USDA seafood office launches, Brunswick fishermen see new federal opportunities
Brunswick fishermen could gain a new path to federal grants, loans and market programs as USDA opens its first seafood office.

A new USDA seafood office could matter in Brunswick in the most practical way possible: it may finally give fishermen, processors and distributors a clearer route into federal money and market programs that have long flowed more easily to farms.
The U.S. Department of Agriculture announced the Office of Seafood on April 15, 2026, calling it the first office of its kind and saying it is meant to help seafood cultivators, producers and processors navigate USDA programs more easily. In Brunswick, Ben Martens of the Maine Coast Fishermen’s Association said that is exciting because it could open doors to support the seafood industry has rarely been able to tap.

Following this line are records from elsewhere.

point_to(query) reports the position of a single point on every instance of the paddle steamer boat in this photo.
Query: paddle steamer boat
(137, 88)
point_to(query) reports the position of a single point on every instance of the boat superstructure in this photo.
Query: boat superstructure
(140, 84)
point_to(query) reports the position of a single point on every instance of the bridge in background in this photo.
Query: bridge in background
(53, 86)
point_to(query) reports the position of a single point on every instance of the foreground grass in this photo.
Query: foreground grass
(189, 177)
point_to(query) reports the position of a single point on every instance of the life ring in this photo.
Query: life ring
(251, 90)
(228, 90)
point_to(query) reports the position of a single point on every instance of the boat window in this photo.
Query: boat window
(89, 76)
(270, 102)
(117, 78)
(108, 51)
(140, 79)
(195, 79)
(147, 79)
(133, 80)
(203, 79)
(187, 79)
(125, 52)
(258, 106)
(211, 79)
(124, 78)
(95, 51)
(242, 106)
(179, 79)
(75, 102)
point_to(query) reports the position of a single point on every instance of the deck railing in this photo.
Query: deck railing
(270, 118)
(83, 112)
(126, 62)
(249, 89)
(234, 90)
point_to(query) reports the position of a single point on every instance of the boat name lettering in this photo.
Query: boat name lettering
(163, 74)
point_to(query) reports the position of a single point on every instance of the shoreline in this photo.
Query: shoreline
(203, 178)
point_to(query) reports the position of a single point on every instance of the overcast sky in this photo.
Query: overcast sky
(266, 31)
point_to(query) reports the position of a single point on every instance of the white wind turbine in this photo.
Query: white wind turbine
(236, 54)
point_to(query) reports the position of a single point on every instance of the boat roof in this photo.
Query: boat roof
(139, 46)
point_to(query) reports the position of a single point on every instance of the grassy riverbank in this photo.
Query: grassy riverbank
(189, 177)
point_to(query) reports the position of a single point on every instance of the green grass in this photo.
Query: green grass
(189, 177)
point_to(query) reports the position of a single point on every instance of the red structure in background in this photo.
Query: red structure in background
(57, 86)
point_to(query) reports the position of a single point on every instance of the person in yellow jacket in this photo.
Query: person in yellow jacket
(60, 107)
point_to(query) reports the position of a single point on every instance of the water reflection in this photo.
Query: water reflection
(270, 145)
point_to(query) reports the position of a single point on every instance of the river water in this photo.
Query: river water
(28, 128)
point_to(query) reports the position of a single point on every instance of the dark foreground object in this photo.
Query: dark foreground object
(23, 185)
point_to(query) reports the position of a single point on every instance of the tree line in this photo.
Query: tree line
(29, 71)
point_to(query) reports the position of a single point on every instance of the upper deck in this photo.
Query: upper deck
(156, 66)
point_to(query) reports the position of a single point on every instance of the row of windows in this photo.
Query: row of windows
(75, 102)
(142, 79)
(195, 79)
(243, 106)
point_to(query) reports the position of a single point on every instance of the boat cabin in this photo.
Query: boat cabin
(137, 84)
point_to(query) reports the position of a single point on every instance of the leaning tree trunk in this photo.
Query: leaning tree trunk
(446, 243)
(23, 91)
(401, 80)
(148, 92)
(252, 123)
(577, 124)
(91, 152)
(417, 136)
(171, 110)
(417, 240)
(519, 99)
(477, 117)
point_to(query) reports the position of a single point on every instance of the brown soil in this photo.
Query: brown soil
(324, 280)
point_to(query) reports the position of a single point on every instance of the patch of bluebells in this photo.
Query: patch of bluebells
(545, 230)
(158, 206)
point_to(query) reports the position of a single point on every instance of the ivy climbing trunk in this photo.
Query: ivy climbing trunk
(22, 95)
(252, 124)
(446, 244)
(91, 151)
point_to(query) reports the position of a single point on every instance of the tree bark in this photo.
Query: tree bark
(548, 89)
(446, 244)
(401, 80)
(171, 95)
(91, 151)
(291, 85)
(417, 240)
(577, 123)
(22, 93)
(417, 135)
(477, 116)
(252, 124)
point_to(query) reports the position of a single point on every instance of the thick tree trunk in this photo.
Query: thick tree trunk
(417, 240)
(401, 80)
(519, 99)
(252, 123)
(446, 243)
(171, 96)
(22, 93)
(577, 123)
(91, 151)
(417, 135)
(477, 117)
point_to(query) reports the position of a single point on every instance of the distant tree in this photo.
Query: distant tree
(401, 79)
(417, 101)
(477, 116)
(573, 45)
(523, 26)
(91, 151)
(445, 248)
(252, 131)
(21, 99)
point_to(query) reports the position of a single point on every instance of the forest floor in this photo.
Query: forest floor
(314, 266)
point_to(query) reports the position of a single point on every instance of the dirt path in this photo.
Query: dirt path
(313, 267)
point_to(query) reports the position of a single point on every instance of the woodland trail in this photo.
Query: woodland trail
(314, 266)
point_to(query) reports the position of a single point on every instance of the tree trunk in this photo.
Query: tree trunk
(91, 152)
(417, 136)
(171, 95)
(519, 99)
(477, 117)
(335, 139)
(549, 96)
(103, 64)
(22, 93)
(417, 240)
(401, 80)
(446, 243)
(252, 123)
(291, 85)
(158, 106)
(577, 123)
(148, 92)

The size of that gap is striking. A University of Maine-led review published in Frontiers in Sustainable Food Systems found USDA awarded $31.2 billion in grants from 2018 through 2023, but just $261.7 million, or 0.52%, went to seafood-sector projects. Martens said that imbalance has real consequences, from a fisherman trying to get a boat loan to a young person trying to enter the industry to a community trying to preserve working waterfront infrastructure.
The need is not abstract. Martens said Maine fishermen left an estimated 70 million pounds of fish in the ocean in 2025 because price and market conditions did not justify bringing it ashore. That kind of lost catch points to the larger economic problem behind the USDA change: without stronger demand and better access to food-buying channels, boats cannot always make up for rising costs on the water.

USDA has also launched a seafood webpage outlining resources for seafood and aquaculture, including funding, infrastructure, safety and supply chains. That could help businesses in and around Brunswick that are already positioned to move quickly if new grants, loans or procurement opportunities open up, especially small operators that know the industry but have not had the same federal access as farm businesses.
The policy push is not stopping with the office. The American Seafood Competitiveness Act of 2026, S. 4236, was introduced on March 26 by Sen. Lisa Murkowski and would expand USDA loan and grant eligibility for fishing and mariculture businesses. It would also broaden access to Farm Credit and allow more seafood products to qualify for USDA market programs. Sens. Angus King and Susan Collins are among the sponsors, and King has said the goal is economic parity for seafood workers.
Collins said the region’s seafood industry generates more than $5 billion in income and supports hundreds of thousands of jobs. For Brunswick and Sagadahoc County, the first gains could come from businesses ready to apply for grants, financing or procurement contracts now. The broader shift, including school-food purchasing and wider market access, will depend on how fast USDA turns the office into working programs that reach Maine’s coast.